Oysa merkez sağda hiç olmadığı kadar güçlü bir parti var zaten. Üstelik bu parti, kurucu genel başkanını geri çağırmış. Dolayısıyla AK Parti'nin yeni dönemde çok daha güçlü, disiplinli ve birlik içinde olacağını tahmin edebiliriz.

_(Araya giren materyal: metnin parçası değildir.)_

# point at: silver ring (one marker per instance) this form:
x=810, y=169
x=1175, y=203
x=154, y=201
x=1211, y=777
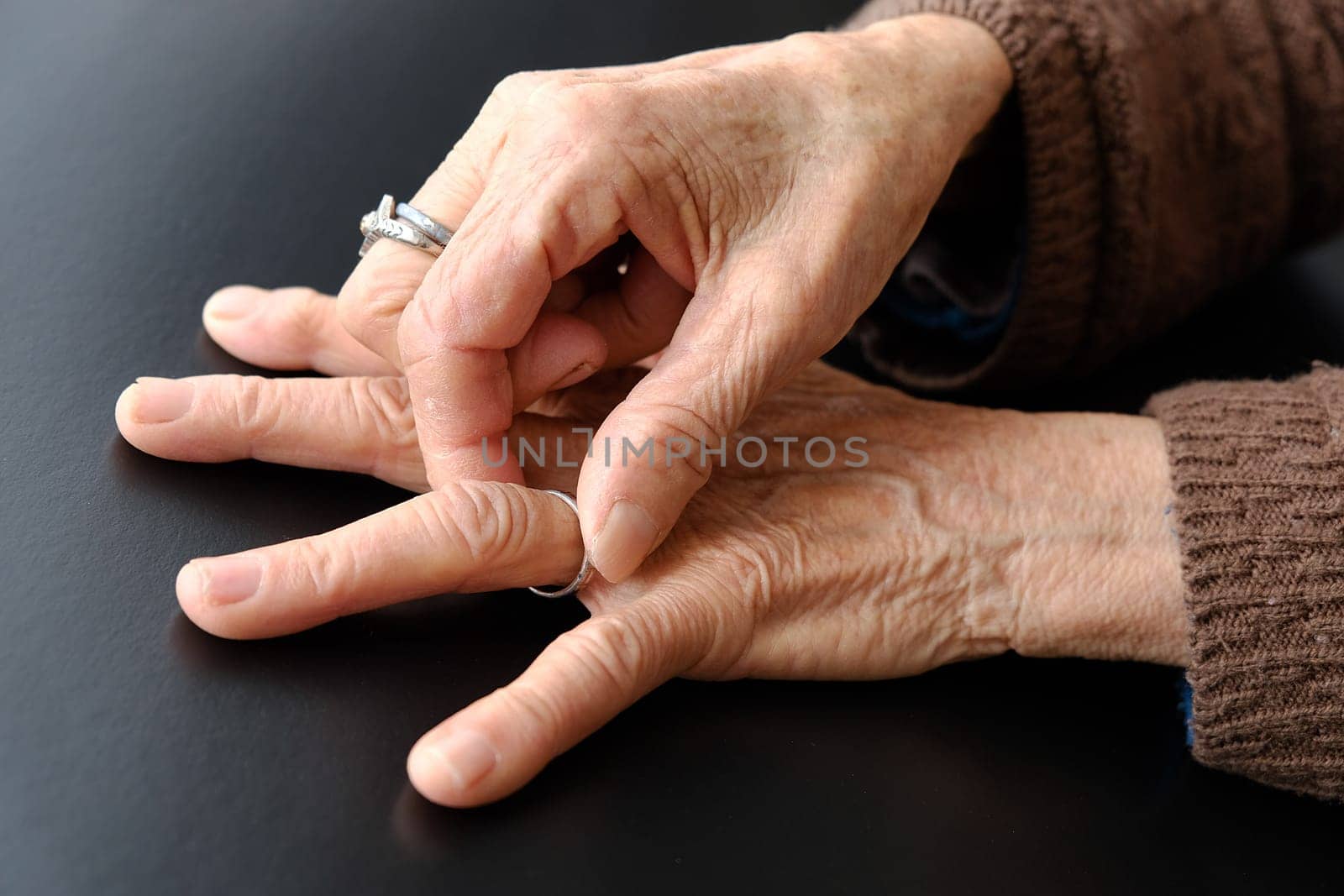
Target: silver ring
x=423, y=223
x=585, y=570
x=382, y=223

Erdoğan'ın Cumhurbaşkanı olmasından sonra partide meydana geldiği düşünülen zaafların sona ereceği, partiye dinamizm geleceği herkesin malumu ve konuştuğu bir şey.
Yani merkez sağda bir parti ihtiyacından söz edilmesi gerçek bir ihtiyaca değil siyasi mühendisliğe işaret ediyor.
Kaldı ki böyle bir ihtiyaç gerçekten varsa zaten o parti kurulur. Fakat yeni bir partinin kurulması ille de bir ihtiyaca karşılık gelmez. AK Parti sahici bir ihtiyaca binaen kurulmuş ve tam da bu yüzden ilk girdiği seçimde yüzde 34 oy alabilmiştir. Şu anda ise böyle bir durum söz konusu değildir.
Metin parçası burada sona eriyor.